Here are two which few would argue with:
- There are some big corporations, and even big private businesses sloshing around with cash right now.
- Times are tough.
Do the cash flush pay out dividends? They could, and the shareholders could take their money and invest somewhere else. For some, it means a time of shareholder boasting as that shiny red car is bought, to be admired by friends and colleagues.
More likely in the astute business environment, is that the excess money is used to ramp up capacity in the business for the good times which will certainly follow. This can be done by way of training employees, but even that usually follows planning for the acquisition of bigger, better and braver equipment. When production starts to pick up, so existing and new employees can be trained on the new equipment.
Another option is for the cash flush to start “dating” the cash starved within their own industries or perhaps in complementary supply chain businesses, on their own terms. They look for businesses with growth potential, but which simply do not have the resources to grow any further under current constraints, or which have screwed up their cash flow recently, or who have starved themselves of further lines of credit, or which need restructuring, or which need experienced management.
Ashley Madison and Tinder aside, we have been acting as match makers in recent times between the rich and the prospectfully {made up word} future rich. Some exciting deals are in the pipeline.
These big brother investors are able to offer so many of the talents which are often lacking in growing businesses, and of course chief amongst them is cash for growth. While this may seem like a bit of a liberty to the business owner who has got his business this far, the additional talent can have far reaching consequences for the future prospects of the owner.
Let me explain.
In days gone by, the owner wanted “to sell my business”. This progressed to him wanting “to get out”. The euphemism is now “exit”, and its more laborious “exit plan”.
Investors with an agenda understand the concept of “plan” in the “exit plan” colloquialism.
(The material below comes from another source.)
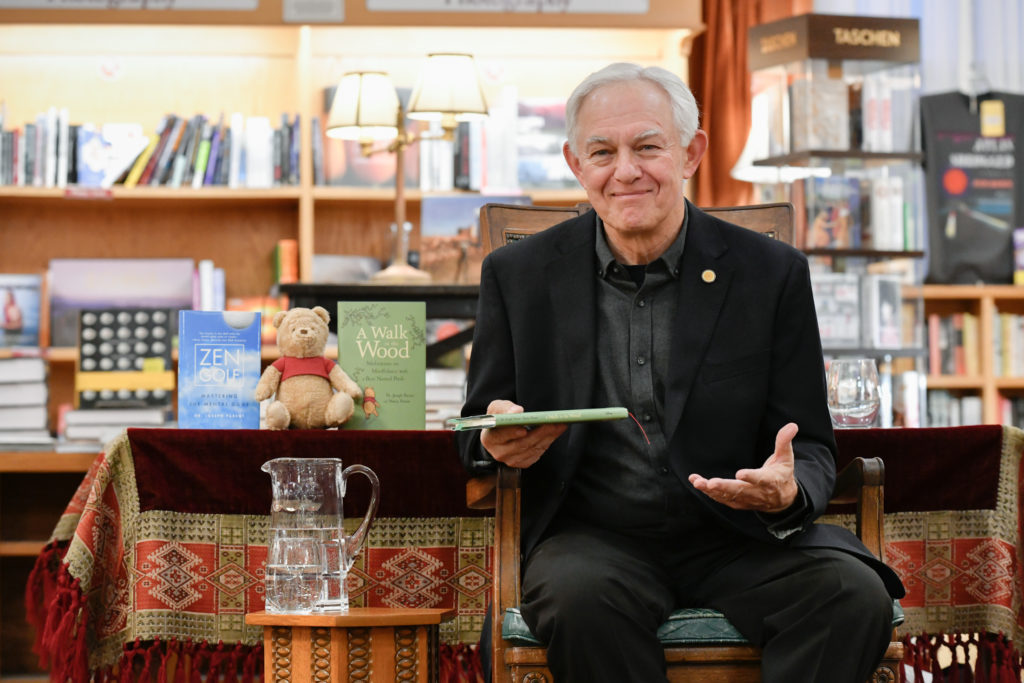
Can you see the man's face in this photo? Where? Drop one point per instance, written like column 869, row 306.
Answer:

Often we are told by business owners that when the buyer comes along, “he must just come with cash”. The problem with this approach is that it is aiming to remove all future risk from the seller, and transfer it to the buyer, and significantly so. The result is a poor sale.
How is this for an alternative: A part sale, accompanied by significant investment in terms of money, talent, resources, connections and synergies. This is soon followed by significant growth with resources. Under the auspices of a well designed agreement, the owner is able to exit the balance of his shares only a few years later, with the remainder of his shares worth a heck of a lot more (per share) than they were originally. Significantly more!
Who would not want to do it this way? And why not?
You are where you are because you have pushed darn hard to get here. What if you were given a good healthy kick in the bum to get you really rocking and rolling for a few years?